以前、制作を断念したと書いた巨大な桜の立木制作なのですが、もう少し規模を縮小したものでも良いし、来年2月末の納品という、長い制作期間の設定でも作って貰えないだろうかと言われたのです。
立木の成り立ちを見直してみれば、高さが1.5mと言っても、伸びた枝の先端がその高さであれば良いのですし、そもそも桜といえば山桜と思うのは私の感覚で、一般的には満開の染井吉野でしょう。
山桜でないとなれば、難関だった5000枚もの葉作りが消えるのですし、すると工夫次第で作れないこともないのではと、考えが改まり始めたのでした。
更に、これから先いつまで制作を続けられるかなど、もはや呑気でいられるわけでもなく、ましてやそんな大作の制作といったら、気力、そして体力からしても、最後の機会なのかもしれません。
しかもそれを依頼によって作れるというなど、生涯に一度あるかどうかの千載一遇さなのではないかとか、ここまで有職造花制作の道を歩んで来ての一先ずに、その集大成としても是非引き受けてみてはどうかとの助言もありました。
何よりもその通りなのです。
幾種類もの膨大なパーツ作りに見通しが立った訳でもなかったのですが、覚悟を決めたこの6日から、先ずは丹後ちりめんの一越(ひとこし)を使った花を、いきなり作り始めたのです。
花と蕾で、約10000もの萼(ガク)作りに助っ人が得られてなお、とりわけ厄介な雄蕊(オシベ)制作が立ちはだかるままなのです。
雄蕊は、漂白した腰の強い植物繊維を材料にしています。それをある程度の太さに束ね、極細の針金で7mm位の間隔で括るのですが、1000回も針金を捻り続けると、画像のように爪が削れてしまいます。

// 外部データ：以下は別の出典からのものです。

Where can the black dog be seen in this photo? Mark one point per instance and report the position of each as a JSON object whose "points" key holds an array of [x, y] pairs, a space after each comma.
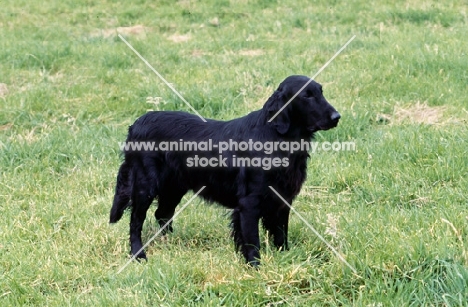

雄蕊に施す花粉は、日本画の山吹の岩絵具です。ボンドを付けた指先で繊維を開き、乾かないうちに岩絵具を施しては切り離す。それを7000程作らなければなりません。
こんな風に、染井吉野立木の制作は、下拵えの作業ばかりが遥かに先まで続くのですが、そもそも有職造花制作とはそんなものなのです。
萼と雄蕊を付けた花や蕾を5つずつまとめるパーツが2000。それで仕立てる小枝は、700近くになるでしょうか。
それが出来上がってやっと、極めて肝心な木組みに取り掛かれるのですが、仕上がった木組みに小枝を植え付ける作業は、3日と掛からないでしょう。
全ての植え付けが終わってから、ピンセットで花や枝の角度を手直しする、その暫くこそが、忍耐の果て最後の最後に得られる至福の時なのです。
完成など何時になるやら、遥かに先のことなのですが、徐々に徐々に近づいて来るのだろうその時ばかりを思い描きながら、夏中を費やして行くのでしょう。